Announcing a New Terraform Module for GCE | SUSE Communities

Announcing a New Terraform Module for GCE

Share

I’m pleased to announce that Rancher has released a new Terraform
module
for deploying
Rancher on Google Compute Engine (GCE). This complements our existing
module for Amazon Web Services (AWS). Terraform is an excellent tool for
managing infrastructure as code, and many of our users already make use
of it elsewhere in their environments. Using this module along with
either GCE or AWS to orchestrate Rancher gives you the ability to
define the entirety of the stack—from the application layer being
managed by Docker Compose or Kubernetes resource YML in Rancher all the
way down to the servers and networks in the Terraform plan. This ability
to create an entire production stack in one click is very powerful. For
instance, if you want to replicate production to simulate a change, just
spin up a clone in another account. Once you’re done with your tests,
you can throw that environment away to save on costs as well as to avoid
keeping state around that is prone to getting stale, or out of date with
production. To get started, we’ve provide a sample terraform plan that
implements the module. You’ll need to provide a few parameters to the
plan, which you can do interactively when you run it or by adding a file
called “terraform.tfvars” to the same directory as the example.

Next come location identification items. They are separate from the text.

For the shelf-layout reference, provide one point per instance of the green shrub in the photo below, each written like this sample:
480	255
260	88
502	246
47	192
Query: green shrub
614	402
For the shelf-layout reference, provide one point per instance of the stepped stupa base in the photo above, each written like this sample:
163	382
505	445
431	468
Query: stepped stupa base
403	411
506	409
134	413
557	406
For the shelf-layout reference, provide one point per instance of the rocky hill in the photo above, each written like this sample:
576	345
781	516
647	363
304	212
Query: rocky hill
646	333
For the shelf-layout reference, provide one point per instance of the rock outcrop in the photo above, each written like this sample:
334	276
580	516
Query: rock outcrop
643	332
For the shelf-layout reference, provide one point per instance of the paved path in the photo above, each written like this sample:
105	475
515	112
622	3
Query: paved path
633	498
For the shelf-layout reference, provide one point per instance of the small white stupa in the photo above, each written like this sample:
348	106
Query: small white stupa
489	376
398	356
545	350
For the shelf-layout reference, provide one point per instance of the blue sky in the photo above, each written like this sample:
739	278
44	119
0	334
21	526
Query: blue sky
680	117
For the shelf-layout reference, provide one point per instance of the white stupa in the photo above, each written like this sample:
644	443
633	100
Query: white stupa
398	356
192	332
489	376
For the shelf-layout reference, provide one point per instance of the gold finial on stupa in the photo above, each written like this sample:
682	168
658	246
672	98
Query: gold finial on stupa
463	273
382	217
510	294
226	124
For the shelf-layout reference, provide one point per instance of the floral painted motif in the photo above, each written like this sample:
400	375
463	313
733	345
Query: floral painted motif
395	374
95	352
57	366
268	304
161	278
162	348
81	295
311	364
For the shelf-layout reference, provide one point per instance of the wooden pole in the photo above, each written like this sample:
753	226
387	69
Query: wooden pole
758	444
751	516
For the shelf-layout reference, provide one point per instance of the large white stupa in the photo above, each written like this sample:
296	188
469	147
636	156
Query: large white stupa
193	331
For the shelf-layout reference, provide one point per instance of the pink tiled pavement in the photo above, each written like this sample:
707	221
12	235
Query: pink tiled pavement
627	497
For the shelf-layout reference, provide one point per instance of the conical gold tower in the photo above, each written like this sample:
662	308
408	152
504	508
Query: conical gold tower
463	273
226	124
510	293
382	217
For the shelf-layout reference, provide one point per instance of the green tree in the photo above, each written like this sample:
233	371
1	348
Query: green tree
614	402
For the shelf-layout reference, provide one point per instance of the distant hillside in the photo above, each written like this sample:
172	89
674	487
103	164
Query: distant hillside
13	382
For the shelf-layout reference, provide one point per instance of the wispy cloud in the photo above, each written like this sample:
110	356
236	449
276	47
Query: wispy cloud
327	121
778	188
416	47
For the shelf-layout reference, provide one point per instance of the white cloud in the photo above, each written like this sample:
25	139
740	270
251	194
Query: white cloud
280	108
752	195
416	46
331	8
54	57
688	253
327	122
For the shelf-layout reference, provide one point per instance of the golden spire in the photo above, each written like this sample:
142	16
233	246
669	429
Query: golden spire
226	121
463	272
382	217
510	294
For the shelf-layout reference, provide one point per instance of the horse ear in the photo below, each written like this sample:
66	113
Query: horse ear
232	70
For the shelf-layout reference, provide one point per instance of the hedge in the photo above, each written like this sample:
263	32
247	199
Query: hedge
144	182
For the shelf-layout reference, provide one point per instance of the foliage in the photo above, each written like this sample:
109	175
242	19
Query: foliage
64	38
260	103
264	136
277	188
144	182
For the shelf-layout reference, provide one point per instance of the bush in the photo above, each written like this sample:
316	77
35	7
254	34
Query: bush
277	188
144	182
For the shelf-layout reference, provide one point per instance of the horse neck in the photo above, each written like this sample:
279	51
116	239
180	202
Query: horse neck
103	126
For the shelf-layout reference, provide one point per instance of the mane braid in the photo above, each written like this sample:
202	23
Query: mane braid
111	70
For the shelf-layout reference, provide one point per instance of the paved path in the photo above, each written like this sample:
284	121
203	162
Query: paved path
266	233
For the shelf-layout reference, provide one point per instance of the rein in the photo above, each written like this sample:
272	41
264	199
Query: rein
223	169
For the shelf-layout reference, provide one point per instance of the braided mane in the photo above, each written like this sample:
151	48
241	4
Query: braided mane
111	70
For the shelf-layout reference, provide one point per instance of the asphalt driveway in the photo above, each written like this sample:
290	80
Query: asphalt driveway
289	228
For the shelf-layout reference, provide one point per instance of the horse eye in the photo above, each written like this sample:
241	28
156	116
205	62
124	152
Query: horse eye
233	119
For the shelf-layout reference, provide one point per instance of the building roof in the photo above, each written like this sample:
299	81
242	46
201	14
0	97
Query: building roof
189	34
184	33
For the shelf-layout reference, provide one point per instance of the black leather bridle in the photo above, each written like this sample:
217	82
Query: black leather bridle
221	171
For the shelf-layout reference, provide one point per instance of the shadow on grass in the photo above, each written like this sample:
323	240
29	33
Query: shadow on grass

First you’ll want to run the database plan to create the GCE CloudSQL
instance. From the above directory:

cd database

terraform apply

Once this is complete, then you can run the management server plan. This
plan will reference the previous database plan to get the connection
details of the database.

cd ../management-cluster

terraform apply

This should create the GCE instances running RancherOS and Rancher
server. Head over to the GCE management console to get the public IP
address of your instance. You can connect to it on port 8080. Remember
the above is just an example plan that implements the module. You can
also reference the module in an existing plan like so:

module "gce_compute" {

   source = "../../../modules/gce/compute"  // replace with relative path if you checked out module to different location

   name = "my-rancher-cluster"

   gce_project = "myproject"

   ... // remaining parameters

}

You can read more about how to use Terraform modules here. Our terraform
modules for both AWS and GCE are located on Github. Happy Terraforming!